Turning away, I weigh my options as I walk slowly toward the street. There’s a little Jamaican place another block north. I could get a couple patties. That’s better than nothing. I tell myself to move on. It’s all I can do now.
I turn toward the voice. A man jumps out of a car that has just pulled into the spot in front of the biryani place. He waves at me to stop. In the shadow of the hair dresser’s awning, through the blurry filter of my exhaustion, his tan is dark enough that the little man inside wants to convince me he might be Indian. Might be the owner of the restaurant. I’m a regular and I know he recognizes me by sight. Maybe he’s here to open for lunch. He’s calling out so I can be first in line.
The man hops into the sunlight, and he’s not Indian. He comes at me with frazzled hair and beady eyes, starts waving something in my face. “Look at my parrot,” he says.
“What?” I ask.
“My parrot,” says the man. I try to focus on the thing he’s thrusting toward me. It’s a small, green parrot plushy on a swing perch.
I’m about to walk away when he pulls something at the toy’s back. The parrot coughs out a squawk, then starts yelling. “You suck,” it tells me.
The man cackles. “Isn’t he great?”
He yanks the chord again, and the parrot shouts, “You’re the worst person I’ve ever met.” The man laughs along as the parrot begins to beep out its own expletives.
“Thanks a lot for that,” I tell the man. “Really making my day.” One last look at the locked restaurant, the dark sign, and I force myself to move on.
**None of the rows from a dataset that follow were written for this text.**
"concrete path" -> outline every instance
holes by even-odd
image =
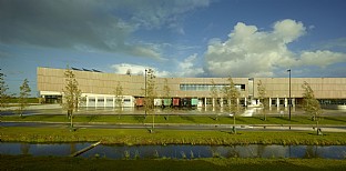
[[[150,129],[152,123],[108,123],[108,122],[74,122],[74,127],[84,129]],[[41,121],[6,121],[0,127],[69,127],[70,122],[41,122]],[[155,123],[156,129],[167,130],[231,130],[233,124],[187,124],[187,123]],[[236,124],[237,130],[244,131],[316,131],[311,124]],[[323,132],[346,132],[346,125],[320,125]]]

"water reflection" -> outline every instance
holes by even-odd
[[[0,143],[0,154],[69,155],[91,143]],[[81,154],[111,159],[193,158],[325,158],[346,159],[346,145],[98,145]]]

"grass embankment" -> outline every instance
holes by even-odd
[[[110,160],[0,155],[0,161],[1,170],[346,170],[346,160],[327,159]]]
[[[155,115],[155,123],[191,123],[191,124],[231,124],[233,118],[215,115]],[[69,122],[65,115],[62,114],[43,114],[43,115],[28,115],[19,118],[18,115],[2,117],[2,121],[47,121],[47,122]],[[106,123],[151,123],[152,115],[144,119],[143,115],[75,115],[74,122],[106,122]],[[236,117],[236,124],[316,124],[311,117],[299,115],[292,117],[267,117],[264,121],[262,117]],[[323,117],[319,124],[346,124],[346,117]]]
[[[70,132],[65,128],[0,128],[1,141],[18,142],[95,142],[113,144],[346,144],[345,133],[316,132],[260,132],[238,131],[232,134],[225,131],[180,131],[156,130],[149,133],[142,129],[79,129]]]

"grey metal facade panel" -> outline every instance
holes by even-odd
[[[64,69],[38,68],[38,90],[59,91],[64,87]],[[116,73],[102,73],[90,71],[75,71],[77,81],[84,93],[113,94],[120,83],[125,95],[143,97],[143,76],[128,76]],[[180,84],[216,84],[228,83],[227,78],[155,78],[157,94],[163,95],[164,79],[171,89],[171,97],[210,98],[210,91],[182,91]],[[288,98],[288,78],[254,78],[254,97],[257,97],[257,83],[266,88],[266,94],[271,98]],[[241,97],[248,97],[248,78],[233,78],[234,83],[245,84],[245,91]],[[304,81],[308,82],[319,99],[346,99],[346,78],[292,78],[292,98],[302,98]],[[220,94],[222,97],[222,94]]]

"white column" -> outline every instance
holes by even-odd
[[[115,108],[115,97],[113,97],[113,108]]]
[[[98,108],[98,97],[95,97],[95,108]]]
[[[246,101],[246,98],[244,98],[244,103],[245,103],[245,107],[247,107],[247,101]]]
[[[215,98],[213,98],[213,108],[215,108]]]

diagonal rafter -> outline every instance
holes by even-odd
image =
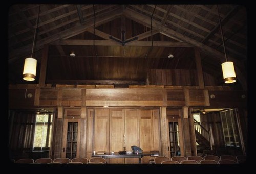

I ask for a pair of spicy beef patties. The hand-written note on the side of the heating unit tells me the price has gone up. I haven’t had a sugary drink for nearly three months, but I buy an Arizona as well. I can feel the Diet Coke’s carbonation going to work on my digestive system and I’m not ready to give it reinforcement until there’s something solid in my stomach,
Crossing the parking lot of the local liquor store, seeing the loose group of grey faces loitering in what’s left of the grass next to the sliding glass door, my mind wanders. I remember the time a morbidly obese woman fell off her mobility scooter there and everyone stood around, cigarettes fixed to lips like vestigial digits, to watch me wrestle the heavy machine upright and chase the rolling empties through the rain. It could be worse.
On my walk back, as I wait for the light, I watch the parrot owner pull out of the parking lot across the street, revealing the now-flashing “Open” sign. I take a long pull from my can, swallow, and ask the guy standing next to me for the time. He looks up from his text and tells me it’s ten past one. The light turns green. I shrug and keep walking.
It could still be worse, I tell the little man inside. If this is the other shoe dropping, I can still be happy.
That night, while making a sandwich in a dark kitchen, I drop the heavy wooden cutting board on my foot, crushing my big toe. I stagger to my bed, pull off the sock to make sure I’m not bleeding excessively, and fall asleep before the first commercial break.